FOR IMMEDIATE RELEASE— June 13, 2019
[NEW YORK, NY] - This week, the Trump Administration released the United States government’s latest strategy on women, peace and security (“WPS”). While it contains lofty goals to advance women’s equality and political participation, these objectives are directly undermined by current US policies.
“The Trump Administration’s stated commitment to advancing women’s equality through the WPS strategy is absurd,” says Global Justice Center President Akila Radhakrishnan. “In fact, this administration is actively harming women and girls around the world by expanding the Global Gag Rule, blocking language on access to life-saving healthcare services for war rape victims at the UN Security Council, and impeding international efforts at accountability for gender-based violence through its threats against the International Criminal Court. Until these policies, and others, change, this WPS strategy is not even worth the paper it’s printed on.”
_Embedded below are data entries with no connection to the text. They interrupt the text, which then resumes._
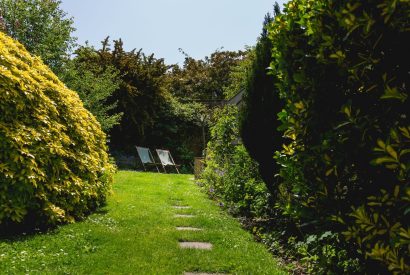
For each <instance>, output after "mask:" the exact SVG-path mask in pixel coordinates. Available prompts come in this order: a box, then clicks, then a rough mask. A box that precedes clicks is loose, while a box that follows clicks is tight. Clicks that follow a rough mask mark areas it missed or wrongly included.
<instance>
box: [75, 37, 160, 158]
mask: <svg viewBox="0 0 410 275" xmlns="http://www.w3.org/2000/svg"><path fill="white" fill-rule="evenodd" d="M96 53H97V54H95V55H89V56H81V57H80V59H81V60H82V62H86V63H88V64H94V65H92V66H95V67H101V68H104V69H106V68H110V67H112V68H115V70H117V71H118V72H119V75H118V76H119V78H120V83H119V87H118V88H117V89H116V90H115V91H114V92H113V93H112V96H111V97H110V99H109V102H111V103H118V104H117V105H116V107H115V108H114V109H113V111H114V112H115V113H123V118H122V120H121V123H120V124H119V125H117V126H115V127H114V128H113V129H112V130H111V132H110V133H111V147H112V148H116V149H120V150H127V151H130V150H131V149H132V148H133V146H134V145H136V144H146V142H147V140H148V134H149V132H150V131H151V129H152V128H153V127H154V125H155V123H156V122H157V120H158V118H159V115H160V110H161V109H162V108H165V107H164V106H166V105H167V100H166V98H167V96H166V90H165V83H166V82H165V79H166V72H167V70H168V66H167V65H165V63H164V60H163V59H157V58H155V57H154V55H153V54H152V55H145V54H144V53H143V52H142V50H139V51H136V50H132V51H125V50H124V48H123V42H122V40H121V39H119V40H114V45H113V48H112V49H111V48H110V44H109V38H108V37H107V38H106V39H105V40H104V41H103V42H102V48H101V49H99V50H97V51H96Z"/></svg>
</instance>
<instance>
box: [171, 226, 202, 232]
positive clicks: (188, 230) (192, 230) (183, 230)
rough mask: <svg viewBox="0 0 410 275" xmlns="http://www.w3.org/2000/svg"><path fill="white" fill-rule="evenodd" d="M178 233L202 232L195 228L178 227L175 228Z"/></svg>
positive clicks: (189, 227) (182, 226)
mask: <svg viewBox="0 0 410 275" xmlns="http://www.w3.org/2000/svg"><path fill="white" fill-rule="evenodd" d="M177 230H178V231H202V229H201V228H196V227H183V226H178V227H177Z"/></svg>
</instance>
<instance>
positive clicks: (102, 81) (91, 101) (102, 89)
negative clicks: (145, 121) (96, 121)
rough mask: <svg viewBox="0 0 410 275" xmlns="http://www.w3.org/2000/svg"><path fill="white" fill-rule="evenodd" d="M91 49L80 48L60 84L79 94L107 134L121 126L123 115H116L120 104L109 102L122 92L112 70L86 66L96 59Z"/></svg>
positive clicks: (119, 84) (88, 48)
mask: <svg viewBox="0 0 410 275" xmlns="http://www.w3.org/2000/svg"><path fill="white" fill-rule="evenodd" d="M96 55H97V53H96V51H95V50H94V49H93V48H91V47H87V46H85V47H80V48H79V49H77V51H76V57H75V58H73V59H71V60H69V61H68V62H67V63H66V64H65V66H64V69H63V70H62V72H61V73H60V77H61V80H62V81H63V82H64V84H66V85H67V87H68V88H70V89H72V90H73V91H76V92H77V93H78V95H79V96H80V99H81V100H82V102H83V103H84V107H85V108H86V109H87V110H89V111H90V112H91V113H92V114H93V115H94V116H95V117H96V118H97V120H98V122H99V123H100V125H101V128H102V129H103V131H104V132H105V133H109V132H110V130H111V129H112V128H113V127H114V126H115V125H118V124H120V121H121V117H122V115H123V113H116V112H114V111H113V110H114V109H115V108H117V105H118V102H112V103H111V102H110V101H111V100H110V97H111V96H112V95H113V93H114V92H115V91H116V90H117V89H118V88H119V86H120V80H119V73H118V71H117V70H116V69H114V68H113V67H110V66H108V67H105V68H101V67H99V66H97V65H96V64H93V63H87V60H88V59H89V58H90V57H91V56H96Z"/></svg>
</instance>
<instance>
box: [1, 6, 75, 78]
mask: <svg viewBox="0 0 410 275" xmlns="http://www.w3.org/2000/svg"><path fill="white" fill-rule="evenodd" d="M60 4H61V1H54V0H0V21H2V22H0V25H1V26H0V29H3V30H4V31H5V32H6V33H7V34H8V35H10V36H11V37H13V38H14V39H17V40H18V41H19V42H20V43H22V44H23V45H24V46H25V47H26V49H27V50H28V51H29V52H30V53H32V54H34V55H38V56H40V57H41V58H42V60H43V61H44V63H46V64H47V65H48V66H49V67H50V68H51V69H52V70H53V71H54V72H55V73H59V72H60V70H61V68H62V66H63V63H64V62H65V61H66V60H67V59H68V53H69V52H70V51H71V50H72V48H73V47H74V45H75V38H74V37H72V32H73V31H74V30H75V29H74V27H73V19H72V18H67V14H66V13H65V12H64V11H63V10H61V9H60Z"/></svg>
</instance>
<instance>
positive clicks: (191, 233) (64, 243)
mask: <svg viewBox="0 0 410 275" xmlns="http://www.w3.org/2000/svg"><path fill="white" fill-rule="evenodd" d="M190 177H191V176H190V175H164V174H156V173H137V172H119V173H118V174H117V175H116V179H115V184H114V190H113V194H112V196H111V197H110V199H109V202H108V205H107V206H106V207H105V208H104V209H103V210H102V211H100V212H99V213H96V214H93V215H91V216H89V217H88V218H87V219H86V220H84V221H83V222H78V223H76V224H70V225H65V226H61V227H59V228H58V229H57V230H55V231H52V232H48V233H43V234H36V235H30V236H19V237H16V238H13V239H0V270H1V271H2V272H5V273H11V274H14V273H17V274H21V273H30V274H62V273H64V274H103V273H104V274H183V272H184V271H202V272H219V273H230V274H282V273H284V272H283V271H281V270H280V268H278V264H277V262H276V261H275V260H274V259H273V257H272V256H271V255H270V254H269V253H268V252H267V250H266V249H265V248H264V247H263V245H261V244H258V243H256V242H254V241H253V239H252V236H251V234H249V233H248V232H245V231H244V230H242V229H241V228H240V225H239V223H238V222H237V221H236V220H235V219H233V218H231V217H229V216H228V215H227V214H225V213H224V212H222V211H221V210H220V209H219V208H218V206H216V205H215V203H214V202H212V201H210V200H208V199H207V198H206V196H205V195H204V194H203V193H201V192H200V190H199V188H198V187H197V186H196V185H195V184H194V183H193V182H192V181H190V180H189V178H190ZM173 205H189V206H191V208H189V209H175V208H173V207H172V206H173ZM177 213H178V214H193V215H195V217H192V218H189V219H187V218H175V217H174V215H175V214H177ZM177 226H193V227H198V228H202V229H204V230H202V231H177V230H176V227H177ZM179 241H198V242H210V243H212V244H213V249H212V250H210V251H207V250H205V251H204V250H192V249H181V248H180V247H179V244H178V242H179Z"/></svg>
Especially concerning is regressive language indicating that the strategy will be guided by “the United States Government’s interpretation of the laws of armed conflict and International Human Rights Law.” The caveat perpetuates the Administration’s dangerous pattern of limiting the scope and interpretation of international laws. This worrying trend is evident in recent funding cuts to the Organization of American States—due to the Inter-American Commission on Human Rights’ work on sexual and reproductive rights—and the newly established State Department Commission on Unalienable Rights.
“States do not have unfettered discretion to determine the interpretation and scope of international law, largely because state practices often conflict with the standards imposed by such laws,” says Global Justice Center Deputy Legal Director Grant Shubin. “The Bush Administration violated international law on the use of torture, regardless of the long memos they produced attempting to justify practices like waterboarding as compliant with the laws of war.”
Ultimately, the impact of the Trump Administration’s women, peace and security strategy will depend not on its language but on whether the Administration meaningfully carries forward its purported commitment to gender equality, which will require a reversal of its policies and postures in multi-lateral fora.
The WPS agenda originated in Security Council Resolution 1325 (2000), where the Council recognized the disproportionate and unique impact of conflict on women and girls, and called for the integration of a gender perspective into peace and security efforts. The Obama Administration released the first US National Action Plan on women, peace and security in 2011, which was updated in 2016. The Trump Administration’s strategy follows the adoption of the Women, Peace and Security Act of 2017 by Congress, which specifically called for the creation of such a strategy.
Global Justice Center (GJC) is an international human rights organization, with consultative status to the United Nations, dedicated to advancing gender equality through the rule of law. We combine advocacy with legal analysis, working to ensure equal protection of the law for women and girls.